商店街の洋食店「Sensho」店主だが、そもそも料理嫌いで「生姜焼き定食」しか作らない。店を切り盛りしていた妻は、夫の「ギャンブル+酒好き」に愛想を尽かし、実家へ帰ってしまい、実は離婚寸前状態。こんな「昭和のダメおじさん」を演じる、的場の大袈裟かつ漫画チックな演技には、賛否両論ありそうです。しかし、冷静に考えると・・・こんな設定の中年男をリアリズム路線で演じたら、暗くて陰気な画面になりそう。そうか、的場の戯画的な演技は必然だったのですね。

【2】麺道で面倒な女子/勝俣くるみ(演:藤嶋花音)。
山梨富士高校三年で、うどん部の部長。部活の域を越えてまで、ストイックでビジネスライクに「吉田のうどん」に打ち込む姿は、部員たち(亜美華と周太)が時にドン引きするほど。単なる「変わり者の女子高生」と思いきや、これには理由があって、家庭環境が複雑だったとは! 母子家庭で、母親は繁華街で酒場を経営。その母は、若い男性と現在 恋愛中で、暴力を振るわれても別れられない。くるみは、そんな母との同居が嫌で、早く家を出て自立したい。
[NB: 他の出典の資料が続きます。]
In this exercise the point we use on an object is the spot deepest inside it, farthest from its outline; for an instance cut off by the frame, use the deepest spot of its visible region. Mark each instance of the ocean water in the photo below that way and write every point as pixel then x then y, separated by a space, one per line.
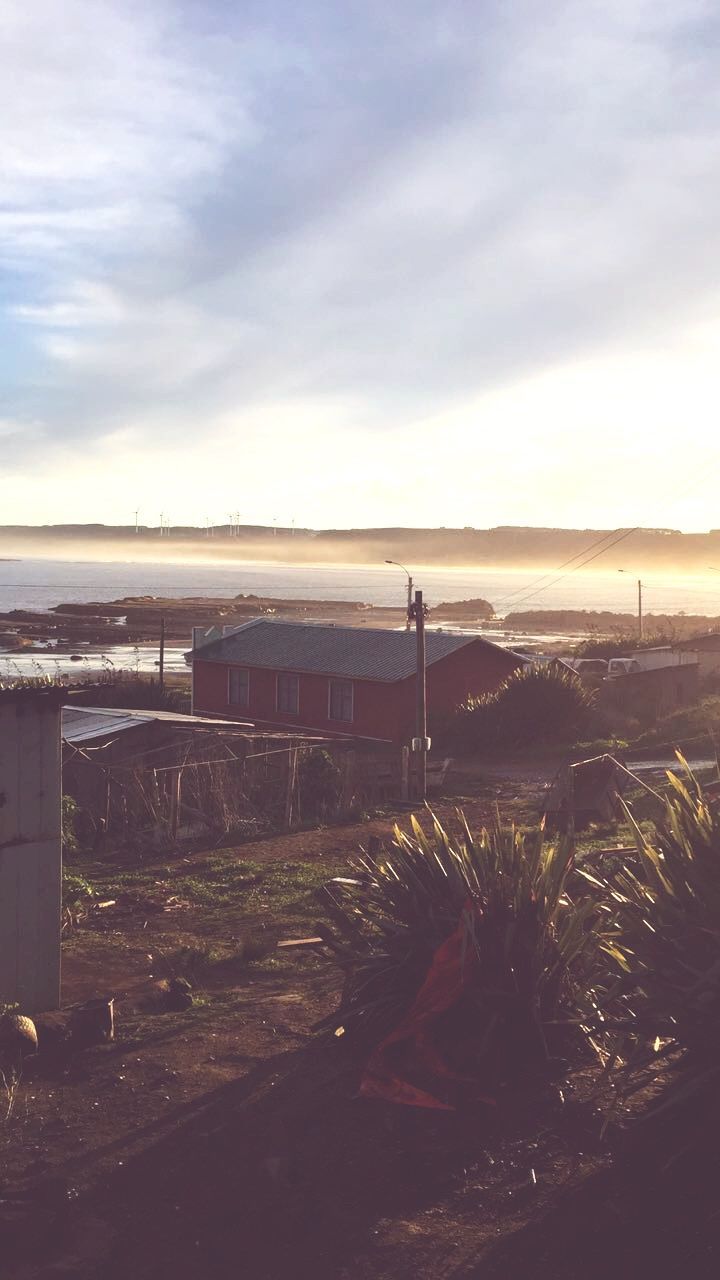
pixel 40 584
だから、就職志望。それも、自宅から通勤圏内の企業ではなく、遠方の会社に就職して社員寮に入りたいと。高校生が主人公の(都会の)青春映画では珍しいキャラ設定でしたが、「母一人・娘一人」女子としてリアリティありました。

【3】面倒な男子/遠山雄大(演:片岡千之助)。
山梨富士高校一年の帰宅部で、勉強にも不熱心な次男坊。家は地場で有名な織物業で、兄・光大(演:鳴海翔哉)が家業を継いでいる。しかし、その兄がプロサッカー選手となる夢を諦めて家業に入った秘密を知り、不甲斐ない自分を責める。そんなヘタレ男子が、ひょんなことから「アツ苦しい二人」(桑原+くるみ)と出逢い、高校うどん部の熱血活動に巻き込まれてゆくのですが・・・

最近の青春映画における高校生男女って、本作のような関係性が流行ですか? ふにゃふにゃした下級生男子が、しっかり者で勝気な上級生女子に想いを寄せる図式が。男女平等→多様性→ジェンダーレス→男女の役割分担に関する意識を根底から再考→その為には、「部活第一の先輩男子と、それに憧れる後輩女子」という旧来の方程式を破壊し、逆転させて再構築してみよう、という発想?  例えば、近作「水は海に向かって流れる」(本年6月公開)では高校生/直達(演:大西利空)が、十才年上のOL/千沙(演:広瀬すず)を思慕する話でした。 本作同様の地域発・青春映画「僕の町はお風呂が熱くて埋蔵金が出てラーメンが美味い。」(本年6月公開)でも、高校三年/花凛(演:原 愛音)は、同級生男子トオル(演:酒井大地)のぐだぐだ地元愛をあざ笑うかのように、上京(大学進学)する人生設計を明快に語っていました。 直近「17歳は止まらない」(本年8月公開)も、そう。畜産科/瑠璃(演:池田朱那)と進学校/マモル(演:青山 凱)の高校生カップルは、勝気でイケイケな女子が主導権を握っていましたし。